🤖 AI Summary
This work addresses the challenge of drift-prone visual-inertial odometry (VIO) in GPS-denied environments for multi-robot systems, where existing ultra-wideband (UWB)-assisted approaches are typically limited to single robots and rely on pre-calibrated anchor nodes, compromising robustness. To overcome these limitations, we propose a distributed collaborative visual-inertial-ranging odometry framework (DC-VIRO), which, for the first time, tightly integrates VIO with online self-calibration of UWB anchors in multi-robot settings.

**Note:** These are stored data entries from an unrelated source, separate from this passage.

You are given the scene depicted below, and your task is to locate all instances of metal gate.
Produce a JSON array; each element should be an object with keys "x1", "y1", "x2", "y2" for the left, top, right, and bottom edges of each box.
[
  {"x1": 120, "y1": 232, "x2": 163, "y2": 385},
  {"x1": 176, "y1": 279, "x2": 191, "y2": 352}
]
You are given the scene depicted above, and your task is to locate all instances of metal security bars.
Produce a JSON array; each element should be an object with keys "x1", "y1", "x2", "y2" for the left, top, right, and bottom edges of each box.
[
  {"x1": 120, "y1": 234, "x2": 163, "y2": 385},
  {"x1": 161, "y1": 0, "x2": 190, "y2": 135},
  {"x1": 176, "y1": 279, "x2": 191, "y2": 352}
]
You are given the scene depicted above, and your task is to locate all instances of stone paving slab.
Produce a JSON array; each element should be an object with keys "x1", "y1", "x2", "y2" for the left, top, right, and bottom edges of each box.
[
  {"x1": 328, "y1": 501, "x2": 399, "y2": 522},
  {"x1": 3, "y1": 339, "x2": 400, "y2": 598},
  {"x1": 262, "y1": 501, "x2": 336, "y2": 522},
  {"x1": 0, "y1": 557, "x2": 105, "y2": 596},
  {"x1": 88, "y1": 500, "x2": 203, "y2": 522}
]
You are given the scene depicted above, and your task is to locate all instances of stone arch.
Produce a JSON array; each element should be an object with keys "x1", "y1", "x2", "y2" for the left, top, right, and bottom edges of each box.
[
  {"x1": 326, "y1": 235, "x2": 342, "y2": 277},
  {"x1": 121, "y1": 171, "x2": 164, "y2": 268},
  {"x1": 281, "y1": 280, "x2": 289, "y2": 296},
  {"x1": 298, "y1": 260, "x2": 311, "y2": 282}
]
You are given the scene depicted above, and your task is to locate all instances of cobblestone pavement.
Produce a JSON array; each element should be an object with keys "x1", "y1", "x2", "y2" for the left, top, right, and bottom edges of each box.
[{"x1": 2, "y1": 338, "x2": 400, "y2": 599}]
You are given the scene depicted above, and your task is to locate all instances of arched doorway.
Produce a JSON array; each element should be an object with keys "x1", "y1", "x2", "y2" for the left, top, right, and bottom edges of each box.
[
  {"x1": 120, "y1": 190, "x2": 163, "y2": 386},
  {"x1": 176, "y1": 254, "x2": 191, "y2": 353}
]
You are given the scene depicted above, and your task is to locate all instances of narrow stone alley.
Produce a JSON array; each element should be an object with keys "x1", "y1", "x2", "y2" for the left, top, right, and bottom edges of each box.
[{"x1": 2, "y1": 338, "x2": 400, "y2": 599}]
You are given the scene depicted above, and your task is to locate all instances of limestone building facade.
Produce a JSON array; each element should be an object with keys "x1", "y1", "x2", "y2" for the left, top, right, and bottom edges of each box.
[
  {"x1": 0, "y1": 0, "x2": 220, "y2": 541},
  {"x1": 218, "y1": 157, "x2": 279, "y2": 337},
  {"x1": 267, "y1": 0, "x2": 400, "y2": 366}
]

By incorporating anchor positions into the system state and leveraging shared UWB measurements to impose geometric constraints, DC-VIRO employs right-invariant error modeling on Lie groups and distributed optimization to ensure observability and estimation consistency. Experimental results demonstrate that DC-VIRO significantly improves localization accuracy and robustness while successfully achieving distributed self-calibration of UWB anchors.
📝 Abstract
Reliable localization is a fundamental requirement for multi-robot systems operating in GPS-denied environments. Visual-inertial odometry (VIO) provides lightweight and accurate motion estimation but suffers from cumulative drift in the absence of global references. Ultra-wideband (UWB) ranging offers complementary global observations, yet most existing UWB-aided VIO methods are designed for single-robot scenarios and rely on pre-calibrated anchors, which limits their robustness in practice. This paper proposes a distributed collaborative visual-inertial-ranging odometry (DC-VIRO) framework that tightly fuses VIO and UWB measurements across multiple robots. Anchor positions are explicitly included in the system state to address calibration uncertainty, while shared anchor observations are exploited through inter-robot communication to provide additional geometric constraints. By leveraging a right-invariant error formulation on Lie groups, the proposed approach preserves the observability properties of standard VIO, ensuring estimator consistency. Simulation results with multiple robots demonstrate that DC-VIRO significantly improves localization accuracy and robustness, while simultaneously enabling anchor self-calibration in distributed settings.